Praktisi keamanan digital forensik Joshua M. Sinambela menyampaikan bahwa AI dapat menjadi alat pendukung dalam memperkuat sistem keamanan digital, terutama untuk mendeteksi potensi ancaman dan melakukan pencegahan lebih dini.
Sementara itu, Tenaga Ahli Wakil Menteri Komunikasi dan Digital, Donny Budi Utoyo, mengingatkan bahwa perkembangan teknologi tetap harus berjalan beriringan dengan kemampuan manusia dalam berpikir kritis, kreatif, dan bijaksana.
“AI tidak menggantikan manusia, tetapi manusia yang mampu memanfaatkan AI akan memiliki keunggulan dibandingkan mereka yang tidak menggunakannya,” katanya.
Sebagai bentuk penghargaan terhadap kontribusi para peserta, Kemendikdasmen memberikan apresiasi kepada 12 pemenang terbaik dari kategori siswa, mahasiswa, guru, dan dosen. Para penerima penghargaan memperoleh sertifikat nasional serta uang pembinaan dengan total nilai Rp200 juta.
Selain itu, para pemenang juga akan menjadi bagian dari komunitas Manggala Edu, sebuah ruang kolaborasi yang mempertemukan talenta-talenta keamanan siber dari berbagai jenjang pendidikan.

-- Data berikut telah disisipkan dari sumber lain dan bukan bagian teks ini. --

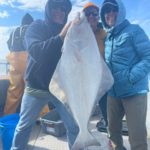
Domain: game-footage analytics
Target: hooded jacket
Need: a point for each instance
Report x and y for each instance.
(44, 47)
(127, 53)
(16, 39)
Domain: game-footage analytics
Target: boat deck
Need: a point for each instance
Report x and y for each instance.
(42, 141)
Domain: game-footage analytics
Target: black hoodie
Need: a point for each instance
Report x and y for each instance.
(44, 46)
(16, 39)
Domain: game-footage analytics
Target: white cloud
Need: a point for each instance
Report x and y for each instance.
(145, 24)
(34, 4)
(4, 14)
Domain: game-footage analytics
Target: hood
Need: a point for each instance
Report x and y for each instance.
(27, 19)
(52, 3)
(90, 4)
(121, 12)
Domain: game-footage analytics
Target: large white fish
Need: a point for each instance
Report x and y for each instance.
(81, 78)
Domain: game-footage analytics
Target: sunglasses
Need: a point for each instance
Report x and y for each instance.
(62, 8)
(94, 14)
(110, 9)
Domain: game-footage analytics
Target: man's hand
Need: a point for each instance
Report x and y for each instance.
(64, 31)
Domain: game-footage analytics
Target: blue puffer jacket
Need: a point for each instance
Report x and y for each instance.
(127, 53)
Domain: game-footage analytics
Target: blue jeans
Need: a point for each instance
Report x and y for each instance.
(30, 108)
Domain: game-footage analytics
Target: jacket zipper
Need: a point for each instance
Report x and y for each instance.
(112, 46)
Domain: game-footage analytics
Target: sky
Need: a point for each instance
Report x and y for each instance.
(12, 11)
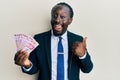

Melalui rangkaian program tersebut, Kemendikdasmen menunjukkan bahwa transformasi digital pendidikan tidak hanya membutuhkan inovasi teknologi, tetapi juga sistem keamanan yang kuat serta keterlibatan masyarakat. Dengan kolaborasi yang berkelanjutan, layanan pendidikan digital diharapkan semakin siap menghadapi tantangan masa depan.